Никто не осмелился высказать свои предположения.
— Мне было шестнадцать лет тогда. После этой ночи мне уже терять было нечего. Он оставил меня прямо на улице. Следующим вечером я сама пошла на дорогу. Нашлись те, кто был готов платить за моё тело. Мне этого хватало на то, чтобы сильно не голодать. Спала я в подвалах и подъездах, иногда меня к себе брали бомжи, и тогда я помогала собирать им бутылки, а когда сильно везло, меня оставляли у себя переночевать мои работодатели, за что я им очень благодарна. Эта жизнь мне нравилась больше, я, по крайней мере, теперь не была под гнётом Жабы.
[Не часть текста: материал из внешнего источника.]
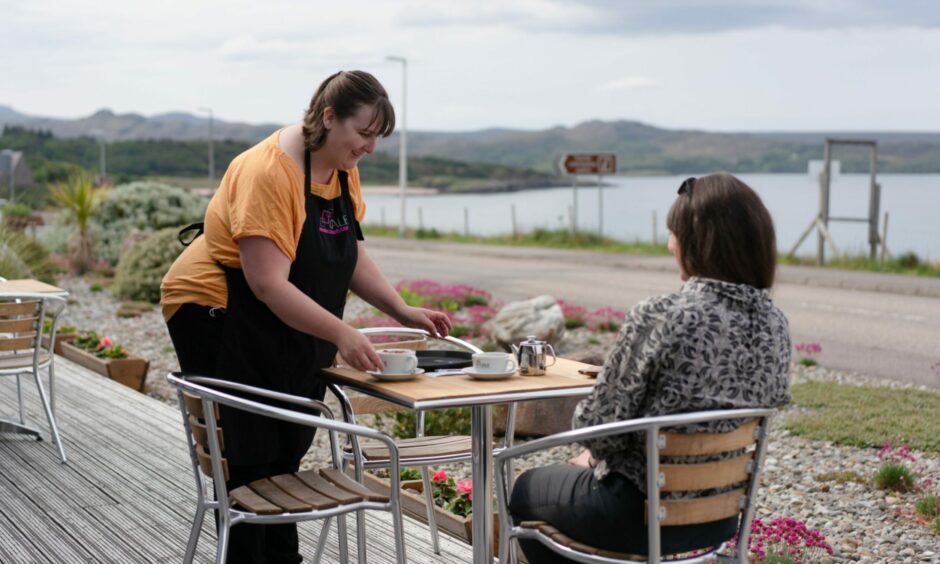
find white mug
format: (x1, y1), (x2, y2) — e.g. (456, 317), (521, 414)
(376, 349), (418, 374)
(473, 352), (519, 372)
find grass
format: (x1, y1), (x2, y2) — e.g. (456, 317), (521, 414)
(780, 253), (940, 278)
(363, 225), (940, 277)
(363, 225), (669, 255)
(786, 382), (940, 456)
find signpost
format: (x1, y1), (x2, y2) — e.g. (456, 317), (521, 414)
(558, 153), (617, 237)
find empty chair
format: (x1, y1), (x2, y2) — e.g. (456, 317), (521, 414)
(167, 373), (405, 563)
(495, 409), (774, 563)
(0, 294), (68, 464)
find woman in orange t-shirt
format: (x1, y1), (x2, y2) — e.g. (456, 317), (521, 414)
(161, 71), (451, 562)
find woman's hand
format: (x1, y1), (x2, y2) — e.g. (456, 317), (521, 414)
(568, 449), (597, 468)
(395, 306), (452, 337)
(335, 325), (385, 371)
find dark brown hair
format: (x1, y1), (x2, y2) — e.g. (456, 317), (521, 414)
(666, 172), (777, 288)
(303, 71), (395, 151)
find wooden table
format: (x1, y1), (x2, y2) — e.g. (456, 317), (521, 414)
(322, 358), (595, 564)
(0, 279), (69, 448)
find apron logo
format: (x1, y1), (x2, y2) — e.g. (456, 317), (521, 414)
(320, 210), (349, 235)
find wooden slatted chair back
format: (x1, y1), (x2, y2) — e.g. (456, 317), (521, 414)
(0, 300), (42, 353)
(183, 392), (228, 481)
(659, 421), (759, 526)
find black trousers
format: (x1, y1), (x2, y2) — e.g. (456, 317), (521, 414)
(509, 464), (738, 564)
(167, 304), (303, 564)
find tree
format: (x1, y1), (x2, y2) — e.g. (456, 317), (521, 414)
(49, 172), (107, 274)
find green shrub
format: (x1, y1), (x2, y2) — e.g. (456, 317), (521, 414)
(0, 227), (59, 284)
(914, 494), (940, 517)
(95, 181), (208, 264)
(875, 462), (915, 493)
(111, 227), (183, 303)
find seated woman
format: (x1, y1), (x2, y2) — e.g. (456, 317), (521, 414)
(509, 173), (790, 564)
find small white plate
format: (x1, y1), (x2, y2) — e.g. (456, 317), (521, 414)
(463, 366), (518, 380)
(366, 368), (424, 382)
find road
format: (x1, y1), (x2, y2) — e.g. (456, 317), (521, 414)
(367, 237), (940, 389)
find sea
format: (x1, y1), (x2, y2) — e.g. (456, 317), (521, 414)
(364, 174), (940, 261)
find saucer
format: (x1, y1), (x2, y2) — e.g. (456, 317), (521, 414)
(463, 366), (518, 380)
(366, 368), (424, 382)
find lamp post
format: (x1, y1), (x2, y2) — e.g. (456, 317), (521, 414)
(199, 108), (215, 192)
(385, 56), (408, 239)
(89, 129), (108, 182)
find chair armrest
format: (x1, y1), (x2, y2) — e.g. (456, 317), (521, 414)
(182, 374), (336, 419)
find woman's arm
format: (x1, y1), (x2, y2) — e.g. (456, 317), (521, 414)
(572, 302), (662, 459)
(352, 241), (451, 338)
(238, 237), (383, 370)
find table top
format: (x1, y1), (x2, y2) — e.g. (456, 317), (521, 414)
(0, 278), (69, 297)
(322, 358), (596, 409)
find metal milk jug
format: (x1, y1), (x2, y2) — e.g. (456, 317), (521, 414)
(512, 335), (557, 376)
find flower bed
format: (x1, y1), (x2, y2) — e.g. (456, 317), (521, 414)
(61, 331), (150, 392)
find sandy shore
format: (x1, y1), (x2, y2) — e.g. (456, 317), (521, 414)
(362, 184), (438, 196)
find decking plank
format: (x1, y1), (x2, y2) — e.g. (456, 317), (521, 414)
(0, 357), (471, 563)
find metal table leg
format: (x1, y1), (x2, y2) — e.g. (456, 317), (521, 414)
(470, 405), (493, 564)
(0, 418), (42, 440)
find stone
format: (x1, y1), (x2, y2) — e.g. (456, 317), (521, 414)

Иногда со мной обходились жестоко, но всегда платили, правда, иногда их у меня успевали слямзить, пока я бессильная валялась на улице. Индиана нашла меня как раз после того, как я в очередной раз попала в руки жестокого человека. Но Индиана меня спасла. Здесь, наконец-то, у меня появилось тёплое жильё, постоянная еда и нормальные посетители. Кажется, я попала в сказку. Ты меня, наверное, призираешь, Индиана, но я тебе до смерти буду благодарна и обязана!
Я бессильно уронила голову на стол. Это просто ужасно! Меня подобрал Себастьян, а её эта живодёрка. Мне хотелось найти эту тварь и избить её до полусмерти, как она избивала эту девочку. А Милена… она, казалось, не испытывала злобы к этой гирухе. Она об этом так просто говорила, как будто и не с ней вовсе всё это происходило. Я чувствовала, что меня всю трясёт от негодования, но я ничего не могла сейчас сказать Милене.
— Я, наверное, пойду, — проговорила она, вероятно, как-то по-своему интерпретировав мою реакцию. — Спасибо вам за то, что выслушали, и за угощение. Мне было необходимо выговориться.
Она отдала куртку Торену и вернулась в Хатабычу. Я продолжала лежать сидеть с опущенной головой, дрожа от гнева и возмущения.
— Ана, успокойся, Ана… — Себастьян погладил меня по спине.
Я медленно подняла голову.
— Это просто какое-то зверство даже для нас! И что бы ты ни говорил, Торен, я ни минуты не жалею, что отдала за неё деньги!